Did you know that censorship hurts your brain?

 

Yes, it does, according to Barbara Oakley, Oakland University professor writing in the Wall Street Journal last month: “Our brains are built to form habits…deep learning circuits that automate whatever we repeat…also wired in patterns of thought. If the only messages we hear are one-sided, the brain’s habit circuits carve then into grooves of thought that resist change.”

 

“Rigidity at the neural level breeds rigidity at the civic level,” she explained. “Economists studying East Germany…found that decades of socialist rule left scars on behavior: Citizens became more cautious, less entrepreneurial, and slower to trust…”

 

“Neuroscience also shows that cognitive flexibility isn’t automatic. Like any skill, it must be trained…Ghent University cognitive scientist Senne Braem and colleagues showed that when people are rewarded for switching tasks, they later switch more readily—even without realizing why. When switching is discouraged, they become more rigid. Flexibility is like a muscle: it grows with practice, feedback and time.”

 

I assume that means use it or lose it.

 

“This helps explain why rigid beliefs can turn dangerous.
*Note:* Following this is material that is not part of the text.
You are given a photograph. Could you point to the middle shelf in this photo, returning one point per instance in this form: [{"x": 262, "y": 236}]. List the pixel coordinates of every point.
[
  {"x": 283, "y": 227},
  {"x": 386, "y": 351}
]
Dogmatism and extremism go hand in hand with low cognitive flexibility and thing that resists correction.”

 

Oakley wrote much more, but at the end, she concluded that “Only the difficult habit of listening to contrary voices can make our minds—and our democracy—strong enough to endure.”

 

As I’ve written previously, preservation of our democratic way of life is largely dependent upon our own civic and social self-improvement, especially in the respect we have and appreciation for the merit of contrary points of view.